O primeiro-ministro israelense Netanyahu – com o apoio de representantes das comunidades judaicas da diáspora, especialmente as italianas – sempre sustentou que elas foram realizadas em total conformidade com o direito internacional, porque as vítimas – 49 mil pessoas, a maioria mulheres e crianças – foram usadas como escudos humanos pelos terroristas e, portanto, constituíram “danos colaterais” em uma guerra justa contra eles.

Mas lançar 85 mil toneladas de bombas em quinze meses sobre uma área do tamanho de metade de Madri e povoada por mais de dois milhões de pessoas, fechar as passagens de fronteira que permitem à população obter necessidades básicas, explodir casas e infraestruturas civis com explosivos, não pode ser considerado um acidente involuntário, como é o caso dos "danos colaterais", mas sim um ato deliberado de destruição que visa transformar um território num "inferno", como o definiu o presidente Trump.

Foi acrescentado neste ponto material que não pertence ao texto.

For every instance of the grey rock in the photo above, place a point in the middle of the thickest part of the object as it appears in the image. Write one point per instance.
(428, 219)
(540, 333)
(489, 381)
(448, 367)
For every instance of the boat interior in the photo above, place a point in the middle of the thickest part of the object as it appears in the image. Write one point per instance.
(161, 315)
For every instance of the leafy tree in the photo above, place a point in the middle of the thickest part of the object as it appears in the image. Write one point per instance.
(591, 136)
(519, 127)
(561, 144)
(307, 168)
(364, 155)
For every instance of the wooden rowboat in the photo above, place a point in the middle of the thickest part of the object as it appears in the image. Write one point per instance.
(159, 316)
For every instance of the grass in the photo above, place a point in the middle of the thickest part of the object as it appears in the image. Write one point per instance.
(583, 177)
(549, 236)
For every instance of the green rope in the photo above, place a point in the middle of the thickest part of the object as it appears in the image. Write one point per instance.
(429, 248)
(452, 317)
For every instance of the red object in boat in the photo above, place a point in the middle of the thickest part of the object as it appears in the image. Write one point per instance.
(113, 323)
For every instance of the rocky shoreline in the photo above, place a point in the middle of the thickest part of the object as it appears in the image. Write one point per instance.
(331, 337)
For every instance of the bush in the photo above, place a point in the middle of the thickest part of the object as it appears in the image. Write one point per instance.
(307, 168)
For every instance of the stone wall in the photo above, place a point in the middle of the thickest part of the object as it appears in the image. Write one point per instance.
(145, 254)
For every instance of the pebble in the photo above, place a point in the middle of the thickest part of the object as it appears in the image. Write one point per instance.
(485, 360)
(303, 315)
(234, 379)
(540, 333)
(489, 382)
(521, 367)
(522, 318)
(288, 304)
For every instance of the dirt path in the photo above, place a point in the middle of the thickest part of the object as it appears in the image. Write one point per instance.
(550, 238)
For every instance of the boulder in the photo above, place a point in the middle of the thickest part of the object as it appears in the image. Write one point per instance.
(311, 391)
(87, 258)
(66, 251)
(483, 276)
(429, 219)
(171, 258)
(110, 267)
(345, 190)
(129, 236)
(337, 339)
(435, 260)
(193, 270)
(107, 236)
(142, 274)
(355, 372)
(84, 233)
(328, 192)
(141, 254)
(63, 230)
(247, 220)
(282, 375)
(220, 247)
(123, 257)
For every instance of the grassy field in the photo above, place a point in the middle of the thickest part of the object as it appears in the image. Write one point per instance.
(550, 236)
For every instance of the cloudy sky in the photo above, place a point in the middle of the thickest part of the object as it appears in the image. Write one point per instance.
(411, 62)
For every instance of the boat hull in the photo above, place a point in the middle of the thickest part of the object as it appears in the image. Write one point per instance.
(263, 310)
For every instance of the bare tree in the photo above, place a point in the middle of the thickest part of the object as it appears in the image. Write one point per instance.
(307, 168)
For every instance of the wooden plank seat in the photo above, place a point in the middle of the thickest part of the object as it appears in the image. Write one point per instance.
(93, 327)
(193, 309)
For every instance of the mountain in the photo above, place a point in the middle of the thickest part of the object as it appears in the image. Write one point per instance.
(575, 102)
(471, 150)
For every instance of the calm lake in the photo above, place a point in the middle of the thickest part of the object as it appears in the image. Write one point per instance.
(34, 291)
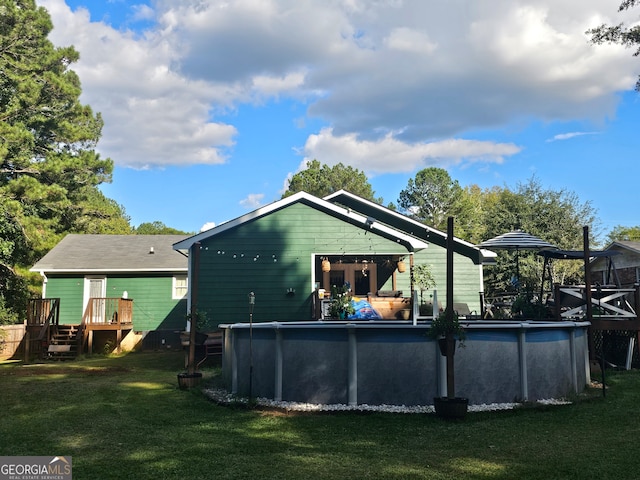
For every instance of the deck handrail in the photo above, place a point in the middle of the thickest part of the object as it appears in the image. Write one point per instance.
(108, 310)
(609, 303)
(43, 312)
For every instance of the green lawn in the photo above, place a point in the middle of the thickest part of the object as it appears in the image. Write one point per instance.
(124, 417)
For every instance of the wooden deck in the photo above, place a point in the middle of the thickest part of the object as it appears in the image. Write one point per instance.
(46, 337)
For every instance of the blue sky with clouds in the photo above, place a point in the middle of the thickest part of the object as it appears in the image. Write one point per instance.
(210, 106)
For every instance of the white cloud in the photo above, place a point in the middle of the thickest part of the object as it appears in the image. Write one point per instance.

Com base nisso, o Tribunal Penal Internacional, após uma investigação completa, emitiu um mandado de prisão para os líderes do Hamas e Netanyahu e seu ministro da Guerra, mais uma vez por "crimes contra a humanidade".

Mas, diante dessa clara violação do direito internacional, a maioria dos estados ocidentais, que condenaram duramente a violência da Rússia contra o povo ucraniano, reagiram com tímidos (e inéditos) apelos à moderação, assim como o presidente Biden (que, entretanto, forneceu bombas de alto poder destrutivo a Israel); com um silêncio cúmplice, como o governo italiano, que, por duas vezes, em poucos meses, recebeu em visita oficial o presidente de Israel, Herzog, atestando sua amizade incondicional para com seu país, sem nunca mencionar o massacre do qual era responsável; ou mesmo, como fez o novo presidente dos EUA, planejando a deportação dos dois milhões de habitantes de Gaza e a criação, sobre os escombros, de um resort de luxo.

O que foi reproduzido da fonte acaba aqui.